Abstract

Patients in the United States frequently seek medical attention in the emergency department (ED) to address their pain. The intranasal (i.n.) route provides a safe, effective, and painless alternative method of drug administration. Sufentanil is an inexpensive synthetic opioid with a high therapeutic index and rapid onset of action, making it an attractive agent for management of acute pain in the ED. The objective of our study was to evaluate the safety and efficacy of i.n. sufentanil as the primary analgesic for acute pain in the ED. This was a single-center, prospective, randomized, double-blind, double-dummy, controlled trial that evaluated the use of i.n. sufentanil 0.7μg/kg via mucosal atomizer device vs. intravenous morphine 0.1mg/kg in adult patients who presented to the ED with acute pain.
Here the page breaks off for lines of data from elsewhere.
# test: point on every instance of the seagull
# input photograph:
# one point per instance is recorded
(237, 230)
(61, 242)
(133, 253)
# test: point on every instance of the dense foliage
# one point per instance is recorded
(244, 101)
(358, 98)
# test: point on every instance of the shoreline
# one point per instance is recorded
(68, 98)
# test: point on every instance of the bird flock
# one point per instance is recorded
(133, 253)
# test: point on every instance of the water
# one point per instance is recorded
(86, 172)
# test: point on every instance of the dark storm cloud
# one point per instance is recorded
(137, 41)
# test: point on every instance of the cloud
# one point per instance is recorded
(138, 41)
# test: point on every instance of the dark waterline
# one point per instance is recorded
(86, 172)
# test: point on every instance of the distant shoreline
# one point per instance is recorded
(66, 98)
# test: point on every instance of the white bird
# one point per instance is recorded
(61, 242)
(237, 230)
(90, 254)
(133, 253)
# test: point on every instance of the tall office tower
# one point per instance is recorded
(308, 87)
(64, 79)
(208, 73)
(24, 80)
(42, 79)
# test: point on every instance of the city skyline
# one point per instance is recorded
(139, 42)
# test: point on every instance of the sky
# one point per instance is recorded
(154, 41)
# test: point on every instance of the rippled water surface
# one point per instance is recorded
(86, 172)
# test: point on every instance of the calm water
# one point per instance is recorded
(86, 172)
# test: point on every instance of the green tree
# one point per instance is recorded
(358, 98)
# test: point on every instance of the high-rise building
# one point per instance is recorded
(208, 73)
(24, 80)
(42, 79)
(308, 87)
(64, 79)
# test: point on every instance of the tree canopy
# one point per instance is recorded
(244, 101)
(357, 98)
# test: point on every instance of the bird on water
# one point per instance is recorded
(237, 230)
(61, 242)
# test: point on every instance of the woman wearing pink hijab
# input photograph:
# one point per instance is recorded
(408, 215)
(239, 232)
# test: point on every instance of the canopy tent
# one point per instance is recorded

The primary outcome was patient's pain score at 10min after administration of intervention. Secondary outcomes were adverse events, the need for rescue analgesia, and patient satisfaction after treatment. Thirty patients were enrolled in each group. There was no significant difference in pain scores at 10min after administration of intervention (sufentanil: 2.0, interquartile range=2.0-3.3 vs. morphine: 3.0, interquartile range=2.0-5.3, p=0.198). No serious adverse events were reported. Rescue analgesia was not requested in either group. No significant difference in median satisfaction scores was found. The use of i.n. sufentanil at 0.7μg/kg/dose resulted in rapid and safe analgesia with comparable efficacy to i.v. morphine for up to 30min in patients who presented with acute pain in the ED.